A car moving towards an approaching bike. The bike is moving with a velocity `30ms^(-1)`. Frequency of horn sounded by the car is 100 Hz, while it is observed by bike rider as 120 Hz. The actual duration of horn is 6 s. Find the time interval for which the bike rider hears it. (Take velocity of sound in air as `330ms^(-1)`)

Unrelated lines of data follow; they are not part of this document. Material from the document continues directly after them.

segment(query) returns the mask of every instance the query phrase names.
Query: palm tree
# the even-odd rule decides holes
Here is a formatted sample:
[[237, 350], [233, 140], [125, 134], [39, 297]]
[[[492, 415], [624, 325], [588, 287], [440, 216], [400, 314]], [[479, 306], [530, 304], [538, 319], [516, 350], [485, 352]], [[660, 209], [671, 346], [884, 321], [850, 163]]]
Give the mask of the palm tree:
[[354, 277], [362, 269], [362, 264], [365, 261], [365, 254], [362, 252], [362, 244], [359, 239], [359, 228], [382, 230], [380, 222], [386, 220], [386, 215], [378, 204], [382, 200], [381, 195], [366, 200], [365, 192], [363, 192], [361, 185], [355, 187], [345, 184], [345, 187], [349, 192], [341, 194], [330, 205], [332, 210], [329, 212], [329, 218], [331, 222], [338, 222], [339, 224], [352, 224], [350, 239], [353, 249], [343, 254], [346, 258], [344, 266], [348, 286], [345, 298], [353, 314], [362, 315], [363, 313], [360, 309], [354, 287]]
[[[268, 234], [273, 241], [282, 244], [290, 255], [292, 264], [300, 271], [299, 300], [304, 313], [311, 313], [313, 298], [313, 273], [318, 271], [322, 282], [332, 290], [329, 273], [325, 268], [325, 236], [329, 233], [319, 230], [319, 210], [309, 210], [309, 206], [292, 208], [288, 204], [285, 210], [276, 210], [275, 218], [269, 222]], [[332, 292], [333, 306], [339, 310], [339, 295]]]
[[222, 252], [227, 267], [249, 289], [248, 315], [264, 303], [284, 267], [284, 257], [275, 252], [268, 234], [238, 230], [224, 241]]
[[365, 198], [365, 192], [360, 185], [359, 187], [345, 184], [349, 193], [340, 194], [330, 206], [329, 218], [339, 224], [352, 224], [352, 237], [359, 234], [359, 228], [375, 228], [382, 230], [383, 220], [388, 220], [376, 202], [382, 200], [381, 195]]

To solve the problem, we need to find the time interval for which the bike rider hears the horn of the car. We will use the concept of apparent frequency and the relationship between distance, speed, and time. ### Step-by-Step Solution: 1. **Identify Given Values:** - Frequency of the horn (fs) = 100 Hz - Observed frequency (fo) = 120 Hz - Velocity of the bike (vb) = 30 m/s (towards the car) - Velocity of sound in air (v) = 330 m/s - Actual duration of the horn (t) = 6 s 2. **Use the Formula for Apparent Frequency:** The formula for apparent frequency when both the source and observer are moving is given by: \[ f_o = \frac{v + v_o}{v - v_s} f_s \] Where: - \( f_o \) = observed frequency - \( f_s \) = source frequency - \( v \) = speed of sound in air - \( v_o \) = speed of the observer (bike) - \( v_s \) = speed of the source (car) Here, since the bike is moving towards the car, we take \( v_o \) as positive. We need to find \( v_s \) (the speed of the car). 3. **Substituting Known Values:** Substituting the known values into the formula: \[ 120 = \frac{330 + 30}{330 - v_s} \cdot 100 \] 4. **Simplifying the Equation:** Rearranging the equation to isolate \( v_s \): \[ 120(330 - v_s) = 100(360) \] \[ 120 \cdot 330 - 120 v_s = 36000 \] \[ 39600 - 120 v_s = 36000 \] \[ 120 v_s = 39600 - 36000 \] \[ 120 v_s = 3600 \] \[ v_s = \frac{3600}{120} = 30 \text{ m/s} \] 5. **Calculate the Distance Traveled by Sound:** The distance traveled by the sound during the time the horn is sounded is: \[ d = v \cdot t = 330 \cdot 6 = 1980 \text{ m} \] 6. **Calculate the Time for Which the Biker Hears the Horn:** The distance traveled by the sound can also be expressed in terms of the time \( T \) the biker hears the sound: \[ d = v \cdot T \] The biker is moving towards the car at 30 m/s, and the sound is also moving towards him at 330 m/s. The effective speed of sound relative to the biker is: \[ v_{effective} = v + v_b = 330 + 30 = 360 \text{ m/s} \] Now, we can find the time \( T \): \[ 1980 = 360 \cdot T \] \[ T = \frac{1980}{360} = 5.5 \text{ seconds} \] ### Final Answer: The time interval for which the bike rider hears the horn is **5.5 seconds**.